On se sort jamais totalement indemne d'une lecture portant sur la Seconde Guerre mondiale, qu'il s'agisse d'une oeuvre fictive ou documentaire. La proximité de ce conflit avec notre histoire personnelle, avec celle de nos grands-parents et avec celle de nos concitoyens européens ainsi que la "mission" d'extermination raciale dont il s'est doublé en font l'une des périodes les plus noires et les plus traumatisantes de l'Humanité, semblant nous condamner à la quête d'une éternelle rémission inaccessible et à oublier que ce conflit fut, au final, aussi sanglant et barbare que toutes les guerres depuis la nuit des temps. Quels que soient les buts, les enjeux, les armes, les expédients, les victimes, le résultat est toujours le même : torturer et tuer ; l'horreur, l'injustice et la souffrance.
En commençant ce roman qui traînait depuis plusieurs années à la base de ma PAL, j'ai immédiatement compris que je ne pourrais pas apprécier sa lecture si je choisissais pour l'aborder le même état d'esprit qu'à la lecture de "La mort est mon métier" de Robert Merle ou la même posture intellectuelle qu'à la lecture des "Bienveillantes" de Jonathan Littell. Non, pour apprécier cette lecture et respecter le double travail documentaire et d'écriture de Madge Swindells, je devais aborder "Edelweiss" comme s'entreprend la lecture d''Holocauste" de Gerald Green. Une fois ce constat posé, j'ai pu me plonger dans les 800 pages de ce récit retraçant la destinée d'une poignée de protagonistes entre 1937 et 1945 qui, de Londres à Prague et de la Sibérie à Berlin, ont traversé le conflit en souffrant comme tous leurs compatriotes tout en résistant comme beaucoup d'entre eux.
Il ne s'agit donc pas ici de grande littérature mais ce roman se défend bien malgré tout grâce à une écriture efficace et une trame chronologique stimulante. Edelweiss est le nom d'un groupuscule étudiant allemand qui a œuvré à ses risques et périls pour saper l'ascension du nazisme en Allemagne et en Autriche et si les personnages principaux sont fictifs, leurs actes reflètent sans nul doute ceux de vrais héros civils qui se sont insurgés contre le gouvernement, guidés par une irréductible prescience des événements. Ce roman offre donc l'avantage de placer le lecteur aux côtés de résistants tchèques et autrichiens.
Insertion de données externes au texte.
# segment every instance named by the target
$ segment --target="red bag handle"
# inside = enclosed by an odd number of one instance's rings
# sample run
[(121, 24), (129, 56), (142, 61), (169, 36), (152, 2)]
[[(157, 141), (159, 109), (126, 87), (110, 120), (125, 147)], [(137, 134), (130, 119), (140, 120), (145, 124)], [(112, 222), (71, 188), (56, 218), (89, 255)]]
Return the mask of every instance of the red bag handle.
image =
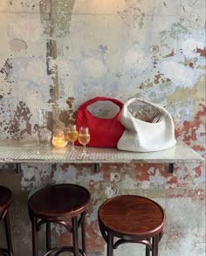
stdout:
[(123, 103), (116, 99), (113, 99), (113, 98), (106, 98), (106, 97), (96, 97), (96, 98), (93, 98), (92, 100), (89, 100), (87, 101), (86, 101), (85, 103), (83, 103), (80, 107), (79, 107), (79, 109), (81, 110), (84, 110), (86, 109), (88, 106), (97, 102), (97, 101), (100, 101), (100, 100), (108, 100), (108, 101), (112, 101), (113, 102), (114, 104), (116, 104), (118, 107), (120, 107), (120, 108), (121, 109), (123, 107)]

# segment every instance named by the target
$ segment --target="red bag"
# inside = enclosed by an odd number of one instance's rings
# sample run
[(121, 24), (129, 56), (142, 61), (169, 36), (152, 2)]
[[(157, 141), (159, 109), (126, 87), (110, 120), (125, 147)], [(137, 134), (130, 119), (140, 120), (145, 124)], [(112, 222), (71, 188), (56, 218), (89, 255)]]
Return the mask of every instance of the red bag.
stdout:
[[(99, 101), (109, 100), (120, 107), (120, 111), (113, 118), (100, 118), (93, 116), (87, 109), (87, 107)], [(90, 142), (86, 146), (116, 148), (125, 128), (120, 123), (120, 113), (123, 103), (118, 100), (96, 97), (82, 104), (77, 111), (76, 125), (79, 127), (88, 127), (90, 129)], [(78, 140), (75, 144), (79, 145)]]

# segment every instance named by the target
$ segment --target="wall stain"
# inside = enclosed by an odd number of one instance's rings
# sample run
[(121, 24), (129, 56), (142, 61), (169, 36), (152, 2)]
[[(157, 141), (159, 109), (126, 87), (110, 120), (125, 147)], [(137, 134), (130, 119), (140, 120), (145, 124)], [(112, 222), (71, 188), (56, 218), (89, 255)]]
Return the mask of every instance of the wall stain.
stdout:
[(196, 48), (196, 52), (200, 53), (200, 56), (206, 58), (206, 49)]
[(4, 80), (7, 80), (10, 71), (12, 70), (12, 64), (10, 59), (7, 59), (3, 67), (0, 69), (0, 73), (5, 75)]

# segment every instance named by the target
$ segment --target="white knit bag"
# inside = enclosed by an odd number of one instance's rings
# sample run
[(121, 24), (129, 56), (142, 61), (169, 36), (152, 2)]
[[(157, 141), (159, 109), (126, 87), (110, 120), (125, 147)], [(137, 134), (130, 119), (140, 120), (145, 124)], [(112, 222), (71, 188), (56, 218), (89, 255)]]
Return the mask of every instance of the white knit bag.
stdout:
[[(146, 105), (155, 109), (151, 122), (134, 117), (128, 110), (130, 104)], [(142, 99), (133, 98), (122, 108), (120, 121), (125, 131), (120, 138), (117, 148), (134, 152), (163, 150), (175, 145), (175, 126), (170, 114), (162, 107)]]

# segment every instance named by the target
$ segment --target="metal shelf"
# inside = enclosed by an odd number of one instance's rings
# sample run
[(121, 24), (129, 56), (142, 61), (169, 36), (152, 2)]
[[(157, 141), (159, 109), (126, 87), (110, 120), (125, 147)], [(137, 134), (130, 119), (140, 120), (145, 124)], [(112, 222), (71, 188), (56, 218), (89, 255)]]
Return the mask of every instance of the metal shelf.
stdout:
[(76, 151), (70, 151), (69, 146), (58, 149), (52, 146), (40, 146), (34, 142), (0, 141), (0, 163), (94, 163), (96, 171), (99, 163), (168, 163), (169, 172), (173, 172), (174, 163), (203, 162), (194, 149), (180, 142), (168, 149), (149, 153), (87, 147), (88, 155), (82, 156), (81, 150), (80, 146), (76, 146)]

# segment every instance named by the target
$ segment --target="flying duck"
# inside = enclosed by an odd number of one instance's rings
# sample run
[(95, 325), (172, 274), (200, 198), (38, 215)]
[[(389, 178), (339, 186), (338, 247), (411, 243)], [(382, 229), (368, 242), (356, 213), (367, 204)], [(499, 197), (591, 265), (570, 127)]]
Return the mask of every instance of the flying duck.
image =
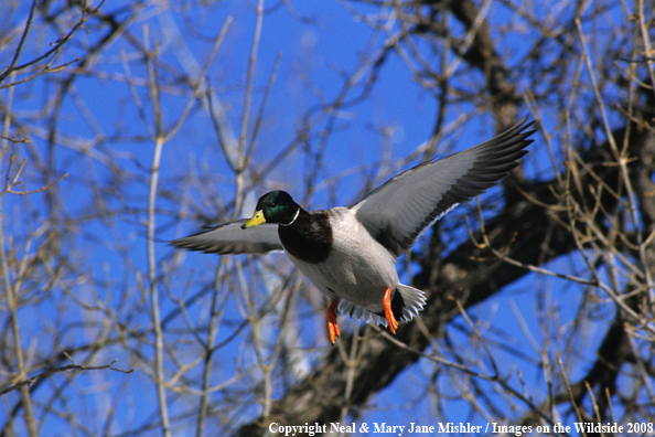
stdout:
[(347, 207), (305, 211), (284, 191), (257, 202), (238, 220), (175, 239), (171, 245), (218, 255), (284, 251), (332, 299), (328, 333), (340, 335), (342, 315), (388, 327), (423, 309), (426, 294), (399, 283), (396, 259), (431, 223), (495, 185), (518, 166), (535, 130), (526, 118), (491, 140), (443, 159), (420, 163)]

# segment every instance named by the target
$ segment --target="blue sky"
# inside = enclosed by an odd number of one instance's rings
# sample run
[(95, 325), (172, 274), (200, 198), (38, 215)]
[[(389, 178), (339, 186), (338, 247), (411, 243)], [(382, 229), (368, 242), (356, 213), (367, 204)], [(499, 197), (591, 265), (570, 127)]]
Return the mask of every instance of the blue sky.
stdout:
[[(103, 11), (117, 11), (125, 4), (130, 4), (130, 2), (107, 2), (103, 6)], [(372, 32), (368, 25), (355, 20), (350, 8), (356, 8), (363, 18), (372, 18), (378, 11), (362, 4), (348, 4), (336, 1), (294, 2), (291, 4), (294, 9), (291, 10), (287, 3), (280, 2), (271, 4), (271, 9), (265, 14), (254, 67), (254, 92), (248, 135), (253, 131), (253, 120), (259, 110), (267, 83), (278, 58), (279, 66), (262, 113), (261, 128), (256, 139), (251, 160), (253, 171), (247, 171), (245, 174), (246, 190), (249, 195), (246, 196), (243, 212), (237, 215), (250, 214), (257, 198), (270, 188), (284, 188), (294, 198), (303, 199), (307, 194), (304, 182), (308, 179), (312, 180), (315, 191), (307, 199), (305, 207), (320, 209), (350, 204), (362, 193), (367, 178), (373, 178), (376, 183), (382, 183), (394, 173), (427, 158), (417, 151), (421, 150), (420, 146), (431, 136), (437, 102), (434, 96), (417, 84), (416, 77), (397, 54), (390, 54), (386, 60), (367, 99), (341, 108), (334, 121), (330, 117), (321, 115), (318, 109), (319, 105), (332, 102), (340, 95), (344, 86), (344, 77), (352, 75), (361, 67), (359, 62), (363, 55), (369, 51), (379, 50), (384, 44), (385, 35)], [(228, 17), (233, 17), (234, 20), (206, 77), (212, 87), (214, 107), (216, 109), (222, 107), (225, 110), (224, 132), (232, 132), (238, 137), (244, 113), (244, 88), (247, 83), (248, 61), (256, 29), (254, 8), (254, 4), (248, 1), (219, 2), (212, 8), (202, 10), (202, 12), (191, 9), (191, 12), (186, 14), (180, 10), (161, 11), (157, 6), (148, 6), (139, 19), (129, 24), (128, 29), (132, 36), (142, 43), (147, 35), (151, 46), (158, 44), (160, 47), (160, 72), (163, 82), (170, 85), (163, 87), (161, 94), (164, 126), (174, 122), (189, 99), (189, 88), (175, 87), (176, 79), (183, 75), (193, 77), (197, 75), (211, 53), (214, 39)], [(545, 8), (544, 14), (547, 15), (549, 12), (554, 11)], [(14, 24), (18, 25), (24, 20), (24, 10), (20, 10), (14, 15)], [(567, 11), (558, 13), (563, 14)], [(0, 14), (2, 14), (2, 9), (0, 9)], [(516, 25), (516, 30), (508, 32), (505, 35), (506, 41), (500, 42), (500, 46), (511, 53), (507, 55), (509, 63), (519, 62), (525, 56), (525, 44), (520, 38), (520, 20), (502, 2), (492, 2), (487, 18), (492, 24)], [(556, 20), (557, 17), (552, 19)], [(192, 32), (189, 22), (194, 23), (193, 31), (196, 33)], [(43, 22), (40, 21), (39, 25), (43, 25)], [(29, 41), (23, 54), (25, 58), (34, 53), (40, 53), (46, 46), (45, 42), (54, 39), (52, 30), (40, 33), (40, 35), (43, 40), (34, 36)], [(66, 45), (62, 52), (61, 61), (55, 64), (84, 54), (84, 47), (94, 44), (100, 35), (100, 32), (94, 31), (79, 32), (72, 43)], [(419, 50), (427, 60), (436, 61), (428, 47), (419, 46)], [(2, 63), (8, 62), (10, 54), (7, 51), (0, 52)], [(54, 158), (53, 178), (56, 179), (68, 173), (68, 178), (56, 185), (57, 193), (63, 201), (64, 212), (61, 216), (82, 220), (80, 223), (84, 227), (72, 238), (76, 244), (71, 249), (71, 259), (82, 267), (80, 270), (88, 271), (89, 276), (97, 280), (95, 285), (90, 281), (67, 285), (71, 287), (71, 292), (89, 305), (94, 302), (94, 294), (97, 294), (99, 299), (106, 299), (107, 305), (112, 307), (117, 315), (130, 312), (132, 306), (143, 306), (144, 308), (148, 306), (148, 299), (141, 295), (139, 289), (144, 284), (142, 275), (147, 270), (147, 241), (143, 221), (147, 217), (148, 170), (152, 163), (154, 146), (148, 139), (144, 122), (135, 104), (131, 89), (125, 81), (128, 74), (126, 65), (129, 66), (129, 74), (136, 79), (141, 81), (147, 77), (147, 71), (139, 56), (139, 51), (131, 43), (119, 39), (109, 44), (101, 55), (89, 64), (88, 73), (75, 81), (72, 97), (69, 96), (63, 102), (61, 117), (57, 121), (57, 150)], [(371, 74), (371, 68), (362, 71), (362, 79), (346, 94), (344, 102), (350, 103), (358, 96), (368, 74)], [(479, 76), (482, 78), (481, 75)], [(471, 77), (475, 77), (475, 75)], [(476, 84), (466, 83), (460, 85), (462, 87), (476, 86)], [(24, 92), (26, 96), (24, 99), (17, 98), (21, 97), (19, 93), (22, 90), (17, 87), (14, 98), (17, 99), (15, 110), (18, 114), (29, 118), (31, 111), (44, 106), (45, 96), (49, 95), (52, 86), (53, 84), (47, 81), (47, 77), (35, 81), (33, 87)], [(148, 103), (148, 92), (139, 84), (135, 86), (135, 89), (143, 103), (146, 122), (151, 124), (153, 115)], [(8, 92), (1, 92), (6, 93), (3, 98), (7, 98)], [(471, 103), (453, 104), (445, 117), (445, 125), (454, 122), (459, 117), (470, 115), (473, 109), (474, 106)], [(524, 114), (528, 114), (525, 107), (522, 110)], [(310, 115), (307, 120), (312, 124), (308, 143), (296, 146), (291, 153), (272, 166), (271, 171), (265, 175), (265, 183), (251, 186), (249, 181), (267, 168), (275, 157), (290, 145), (298, 142), (298, 132), (303, 127), (302, 117), (307, 114)], [(546, 125), (552, 124), (557, 117), (557, 115), (548, 114), (547, 110), (543, 116)], [(45, 129), (46, 127), (47, 120), (43, 120), (40, 128)], [(321, 149), (320, 138), (325, 128), (332, 128), (334, 131), (324, 143), (324, 149)], [(437, 152), (450, 154), (488, 139), (493, 132), (494, 122), (491, 114), (479, 111), (472, 115), (465, 124), (448, 131), (438, 145)], [(31, 139), (36, 153), (45, 156), (47, 153), (45, 131), (36, 129), (32, 132)], [(85, 145), (90, 149), (85, 148)], [(233, 147), (233, 145), (228, 145), (228, 147)], [(29, 157), (30, 153), (31, 151), (28, 149), (20, 150), (21, 158)], [(315, 174), (313, 164), (319, 153), (322, 153), (322, 166), (320, 172)], [(412, 159), (402, 161), (408, 156), (412, 156)], [(120, 168), (125, 179), (114, 180), (114, 169), (107, 164), (108, 161)], [(6, 166), (6, 162), (2, 164)], [(37, 172), (31, 170), (31, 164), (32, 162), (29, 162), (25, 169), (25, 189), (36, 188), (42, 183), (36, 177)], [(536, 142), (530, 147), (530, 154), (525, 159), (525, 170), (526, 177), (529, 179), (547, 178), (552, 174), (547, 152), (538, 135)], [(334, 179), (335, 175), (339, 178)], [(126, 180), (130, 182), (126, 183)], [(96, 186), (103, 190), (103, 195), (97, 195)], [(497, 191), (492, 192), (488, 198), (483, 199), (497, 199)], [(228, 169), (225, 154), (217, 146), (216, 131), (212, 125), (207, 102), (204, 100), (202, 104), (194, 105), (180, 131), (164, 146), (161, 161), (161, 181), (157, 203), (160, 209), (157, 215), (157, 238), (160, 242), (155, 245), (158, 271), (162, 274), (168, 268), (173, 271), (173, 276), (170, 283), (160, 284), (159, 287), (162, 296), (163, 317), (171, 313), (178, 315), (172, 317), (171, 324), (180, 331), (185, 329), (186, 321), (175, 312), (175, 299), (198, 295), (200, 300), (190, 306), (189, 315), (194, 320), (206, 319), (206, 306), (210, 299), (208, 294), (203, 295), (201, 291), (202, 287), (211, 283), (214, 277), (219, 259), (203, 254), (183, 254), (179, 255), (181, 256), (179, 260), (173, 262), (173, 249), (162, 242), (196, 232), (200, 226), (207, 224), (200, 220), (198, 214), (206, 217), (207, 222), (213, 223), (229, 220), (234, 214), (234, 211), (230, 210), (234, 196), (235, 178)], [(98, 199), (101, 199), (103, 202), (98, 202)], [(6, 198), (2, 200), (2, 207), (3, 211), (17, 211), (17, 214), (20, 215), (34, 207), (34, 204), (43, 203), (43, 207), (45, 207), (45, 193), (34, 194), (29, 199)], [(474, 206), (474, 203), (460, 206), (447, 217), (444, 228), (452, 228), (457, 223), (461, 223), (463, 215), (474, 211), (472, 210)], [(180, 220), (178, 215), (180, 210), (186, 211), (189, 215)], [(488, 210), (486, 213), (491, 214)], [(470, 218), (472, 223), (475, 223), (474, 213)], [(37, 225), (37, 220), (26, 218), (17, 223), (7, 213), (3, 213), (2, 226), (6, 233), (25, 235)], [(451, 238), (449, 247), (454, 247), (466, 238), (465, 230), (459, 228), (448, 238)], [(421, 241), (419, 244), (425, 244), (425, 242)], [(245, 257), (239, 259), (247, 262)], [(401, 277), (409, 280), (410, 275), (404, 268), (404, 259), (399, 263)], [(284, 273), (292, 271), (280, 255), (271, 255), (266, 260), (256, 262), (256, 266), (266, 270), (266, 267), (262, 266), (266, 266), (267, 263), (272, 264), (271, 268), (279, 268)], [(576, 257), (557, 259), (549, 267), (557, 271), (572, 273), (569, 270), (575, 270), (579, 266), (578, 263), (580, 259)], [(417, 266), (410, 266), (410, 271), (416, 268)], [(256, 279), (250, 280), (255, 281)], [(276, 284), (275, 280), (271, 283)], [(99, 284), (106, 286), (103, 287)], [(315, 295), (313, 302), (320, 302), (321, 298), (318, 291), (309, 285), (305, 287), (313, 290)], [(238, 327), (243, 321), (238, 303), (225, 295), (229, 289), (228, 285), (224, 285), (222, 296), (226, 299), (226, 324), (219, 331), (217, 342), (230, 338), (234, 332), (230, 328)], [(258, 292), (261, 290), (258, 289)], [(79, 320), (93, 321), (97, 317), (94, 311), (84, 310), (74, 305), (63, 291), (63, 287), (57, 287), (56, 296), (62, 302), (65, 302), (66, 309), (63, 315), (71, 318), (71, 323), (74, 324), (74, 321)], [(490, 342), (497, 341), (498, 344), (505, 342), (529, 356), (529, 359), (517, 363), (516, 356), (503, 351), (502, 347), (493, 349), (494, 355), (502, 366), (502, 372), (514, 374), (513, 384), (516, 384), (516, 387), (524, 384), (523, 388), (526, 392), (534, 393), (536, 397), (539, 397), (544, 395), (545, 386), (543, 371), (538, 365), (540, 358), (537, 351), (530, 348), (529, 338), (523, 332), (518, 315), (525, 317), (523, 322), (531, 333), (539, 332), (539, 322), (544, 322), (544, 326), (550, 327), (550, 329), (558, 329), (570, 323), (570, 320), (576, 317), (572, 311), (578, 308), (578, 305), (560, 305), (560, 300), (578, 302), (582, 298), (579, 288), (569, 290), (561, 279), (530, 274), (501, 292), (493, 301), (473, 308), (470, 316), (481, 323)], [(530, 316), (537, 311), (538, 305), (544, 302), (554, 307), (554, 315), (557, 315), (559, 319), (556, 320), (554, 316), (552, 320), (540, 321)], [(512, 308), (516, 308), (517, 312), (513, 312)], [(47, 326), (46, 320), (57, 313), (56, 310), (57, 301), (55, 300), (43, 306), (30, 307), (21, 313), (25, 344), (29, 344), (30, 341), (41, 344), (50, 341), (53, 333), (44, 330), (43, 323)], [(37, 319), (33, 318), (34, 311), (39, 311)], [(311, 305), (304, 303), (300, 306), (299, 311), (297, 317), (303, 320), (302, 330), (298, 333), (301, 343), (308, 348), (318, 345), (307, 352), (308, 361), (304, 363), (304, 369), (310, 370), (311, 365), (321, 360), (328, 350), (326, 341), (322, 338), (324, 335), (324, 309), (316, 313)], [(133, 326), (130, 328), (148, 328), (150, 320), (147, 311), (141, 310), (137, 315), (138, 317), (131, 320)], [(353, 321), (341, 320), (342, 330), (354, 329)], [(107, 319), (104, 321), (108, 322)], [(265, 319), (264, 323), (267, 322)], [(54, 327), (57, 324), (52, 321), (50, 326), (55, 329)], [(62, 339), (62, 344), (83, 344), (88, 340), (86, 335), (100, 335), (99, 332), (103, 329), (101, 324), (94, 329), (72, 327)], [(586, 337), (575, 339), (575, 342), (594, 345), (602, 338), (602, 332), (597, 331), (592, 322), (589, 322), (588, 328), (582, 331)], [(507, 337), (509, 332), (513, 333), (511, 338)], [(275, 335), (275, 332), (272, 334)], [(468, 348), (472, 338), (470, 329), (462, 318), (455, 318), (447, 329), (447, 334), (460, 348)], [(566, 339), (566, 333), (559, 332), (557, 335), (554, 334), (554, 338)], [(239, 365), (253, 360), (251, 353), (241, 349), (244, 344), (240, 343), (241, 341), (247, 344), (245, 339), (247, 339), (247, 330), (243, 335), (237, 337), (237, 340), (230, 345), (222, 350), (227, 359), (217, 364), (214, 383), (229, 380), (235, 372), (238, 372)], [(535, 340), (544, 341), (538, 337)], [(437, 344), (436, 349), (442, 347), (442, 344)], [(147, 347), (143, 348), (143, 353), (152, 353)], [(472, 350), (476, 350), (476, 348), (479, 345), (473, 345)], [(129, 348), (125, 344), (117, 344), (104, 350), (93, 361), (103, 363), (117, 358), (116, 365), (118, 367), (136, 369), (135, 373), (128, 376), (120, 373), (96, 371), (80, 374), (73, 382), (83, 392), (88, 387), (89, 393), (77, 397), (78, 404), (71, 408), (80, 411), (83, 415), (89, 417), (103, 416), (107, 409), (107, 398), (104, 395), (94, 395), (93, 391), (105, 385), (110, 387), (108, 388), (108, 392), (111, 393), (110, 398), (116, 402), (117, 412), (121, 416), (112, 425), (114, 433), (139, 427), (143, 423), (143, 418), (157, 414), (154, 384), (139, 369), (133, 356), (130, 358), (130, 353), (126, 352), (126, 349)], [(183, 359), (193, 360), (197, 353), (197, 345), (190, 345), (187, 354), (183, 354)], [(551, 359), (554, 358), (551, 356)], [(579, 376), (591, 362), (592, 358), (587, 358), (587, 360), (580, 358), (580, 361), (570, 363), (570, 376), (573, 379)], [(486, 372), (488, 367), (477, 370)], [(357, 420), (386, 420), (398, 425), (433, 420), (438, 417), (436, 398), (425, 395), (422, 388), (417, 387), (417, 381), (425, 381), (433, 371), (432, 363), (427, 360), (419, 361), (389, 387), (376, 394)], [(517, 380), (518, 371), (520, 371), (522, 381)], [(190, 374), (196, 375), (196, 372), (198, 370), (194, 370)], [(444, 376), (439, 377), (438, 384), (453, 384), (458, 381), (464, 384), (462, 380), (459, 380), (462, 377), (461, 374), (449, 376), (448, 372), (448, 370), (444, 371)], [(51, 391), (57, 385), (56, 381), (58, 380), (55, 380), (54, 383), (46, 383)], [(481, 383), (481, 385), (490, 391), (493, 388), (487, 383)], [(441, 387), (441, 390), (448, 391), (447, 387)], [(457, 387), (453, 390), (458, 393)], [(281, 384), (278, 384), (276, 394), (281, 395), (282, 392)], [(178, 398), (178, 396), (180, 397)], [(216, 396), (219, 397), (222, 394), (217, 393)], [(496, 393), (493, 396), (502, 396), (502, 394)], [(181, 414), (190, 405), (194, 405), (195, 398), (189, 394), (178, 395), (171, 392), (169, 401), (171, 413)], [(543, 398), (536, 401), (543, 401)], [(463, 404), (458, 401), (444, 402), (441, 413), (451, 422), (469, 422), (471, 412)], [(4, 408), (0, 411), (0, 423), (4, 423), (2, 418), (2, 415), (7, 413)], [(512, 411), (509, 406), (506, 408), (507, 411), (504, 413), (507, 415), (520, 416), (520, 412)], [(247, 413), (260, 414), (260, 407), (257, 405), (247, 406)], [(248, 419), (247, 415), (244, 417)], [(414, 418), (416, 420), (412, 420)], [(480, 416), (474, 420), (479, 420), (479, 418)], [(63, 426), (55, 422), (53, 424), (55, 427)], [(90, 427), (93, 428), (93, 426)], [(62, 435), (64, 434), (67, 434), (67, 430), (62, 430)], [(184, 435), (184, 433), (178, 435)]]

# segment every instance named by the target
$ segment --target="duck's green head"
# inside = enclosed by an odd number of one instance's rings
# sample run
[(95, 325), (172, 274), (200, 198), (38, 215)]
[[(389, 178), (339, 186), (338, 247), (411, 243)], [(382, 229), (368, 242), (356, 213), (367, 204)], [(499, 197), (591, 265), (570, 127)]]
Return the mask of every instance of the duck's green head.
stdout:
[(241, 228), (259, 226), (261, 223), (279, 223), (281, 225), (291, 224), (300, 206), (293, 202), (293, 199), (284, 191), (271, 191), (264, 194), (257, 202), (255, 215), (253, 218), (241, 225)]

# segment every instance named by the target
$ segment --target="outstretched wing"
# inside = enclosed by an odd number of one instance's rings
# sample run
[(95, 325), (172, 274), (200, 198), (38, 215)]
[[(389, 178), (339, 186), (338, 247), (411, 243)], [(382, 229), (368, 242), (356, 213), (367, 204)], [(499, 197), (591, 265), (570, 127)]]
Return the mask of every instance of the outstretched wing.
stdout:
[(257, 227), (241, 230), (244, 223), (246, 220), (225, 223), (184, 238), (173, 239), (170, 244), (180, 248), (218, 255), (283, 251), (277, 224), (264, 223)]
[(351, 206), (371, 235), (400, 256), (430, 223), (495, 185), (533, 140), (526, 118), (493, 139), (397, 174)]

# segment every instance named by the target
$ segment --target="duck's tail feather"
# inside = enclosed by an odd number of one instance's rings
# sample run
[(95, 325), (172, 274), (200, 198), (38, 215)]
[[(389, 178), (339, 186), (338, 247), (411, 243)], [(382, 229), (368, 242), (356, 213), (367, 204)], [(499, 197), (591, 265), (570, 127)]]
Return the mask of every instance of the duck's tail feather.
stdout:
[(418, 288), (399, 284), (396, 286), (398, 291), (391, 298), (391, 311), (396, 320), (408, 322), (422, 311), (426, 305), (426, 294)]
[[(391, 311), (398, 321), (408, 322), (418, 316), (419, 311), (426, 305), (426, 294), (418, 288), (406, 285), (396, 286), (396, 291), (391, 298)], [(382, 324), (387, 327), (387, 319), (384, 312), (376, 313), (362, 308), (346, 299), (339, 302), (339, 312), (350, 316), (353, 319), (364, 320), (367, 323)]]

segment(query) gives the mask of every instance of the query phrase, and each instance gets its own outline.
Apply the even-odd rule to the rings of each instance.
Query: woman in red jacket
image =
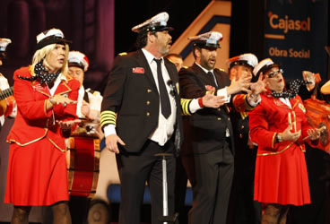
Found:
[[[285,90],[282,70],[270,58],[254,73],[264,74],[267,89],[249,116],[250,136],[258,144],[254,199],[266,205],[262,223],[286,223],[289,205],[310,203],[305,142],[320,134],[309,125],[297,95],[303,81]]]
[[[69,47],[63,32],[37,36],[32,65],[14,72],[18,112],[11,143],[4,202],[12,223],[28,223],[31,206],[51,205],[54,223],[71,223],[64,129],[76,118],[79,82],[66,75]]]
Le roman recèle un concentré de tout ce qui caractérise la période : montée de la haine raciale, idéal aryen, scènes d'arrestations, de tortures, de déportations, de batailles militaires, de résistance active, d'espionnage et de contre-espionnage, de stratégie, de diplomatie, de risques audacieux et insensés, de désespoir, de folie et enfin de mort.
J'ai moins ressenti d'empathie pour les personnages principaux que pour leur destinée, comprendre que leurs sentiments m'ont moins affectée que leurs engagements et leurs choix. Je pourrais être tentée de reprocher le manichéisme dont se teintent certaines situations mais cela est impossible tant la période se prête plus que tout autre à un manichéisme tristement réel et abouti.